All good software engineering projects devote considerable energy to testing their apps. Similarly, we strongly recommend testing your ML model to determine the correctness of its predictions.
Training, validation, and test sets
You should test a model against a different set of examples than those used to train the model. As you'll learn a little later, testing on different examples is stronger proof of your model's fitness than testing on the same set of examples. Where do you get those different examples? Traditionally in machine learning, you get those different examples by splitting the original dataset. You might assume, therefore, that you should split the original dataset into two subsets:
- A training set that the model trains on.
- A test set for evaluation of the trained model.
 
  
Exercise: Check your intuition
Dividing the dataset into two sets is a decent idea, but a better approach is to divide the dataset into three subsets. In addition to the training set and the test set, the third subset is:
- A validation set performs the initial testing on the model as it is being trained.
 
  Use the validation set to evaluate results from the training set. After repeated use of the validation set suggests that your model is making good predictions, use the test set to double-check your model.
The following figure suggests this workflow. In the figure, "Tweak model" means adjusting anything about the model —from changing the learning rate, to adding or removing features, to designing a completely new model from scratch.
The workflow shown in Figure 10 is optimal, but even with that workflow, test sets and validation sets still "wear out" with repeated use. That is, the more you use the same data to make decisions about hyperparameter settings or other model improvements, the less confidence that the model will make good predictions on new data. For this reason, it's a good idea to collect more data to "refresh" the test set and validation set. Starting anew is a great reset.
Exercise: Check your intuition
Additional problems with test sets
As the previous question illustrates, duplicate examples can affect model evaluation. After splitting a dataset into training, validation, and test sets, delete any examples in the validation set or test set that are duplicates of examples in the training set. The only fair test of a model is against new examples, not duplicates.

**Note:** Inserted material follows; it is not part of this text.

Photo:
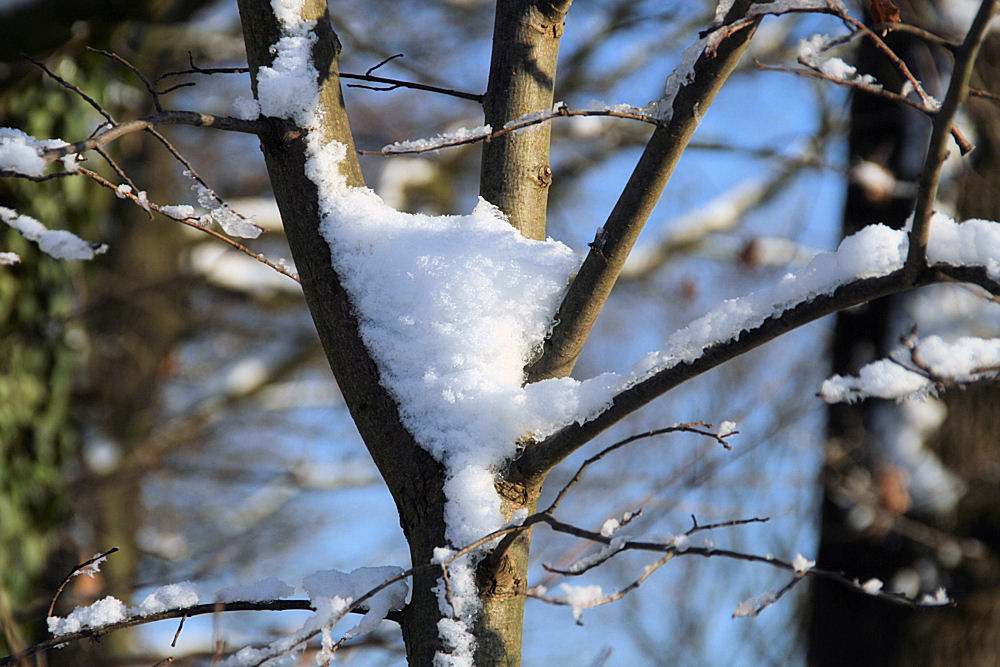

For example, consider a model that predicts whether an email is spam, using the subject line, email body, and sender's email address as features. Suppose you divide the data into training and test sets, with an 80-20 split. After training, the model achieves 99% precision on both the training set and the test set. You'd probably expect a lower precision on the test set, so you take another look at the data and discover that many of the examples in the test set are duplicates of examples in the training set. The problem is that you neglected to scrub duplicate entries for the same spam email from your input database before splitting the data. You've inadvertently trained on some of your test data.
In summary, a good test set or validation set meets all of the following criteria:
- Large enough to yield statistically significant testing results.
- Representative of the dataset as a whole. In other words, don't pick a test set with different characteristics than the training set.
- Representative of the real-world data that the model will encounter as part of its business purpose.
- Zero examples duplicated in the training set.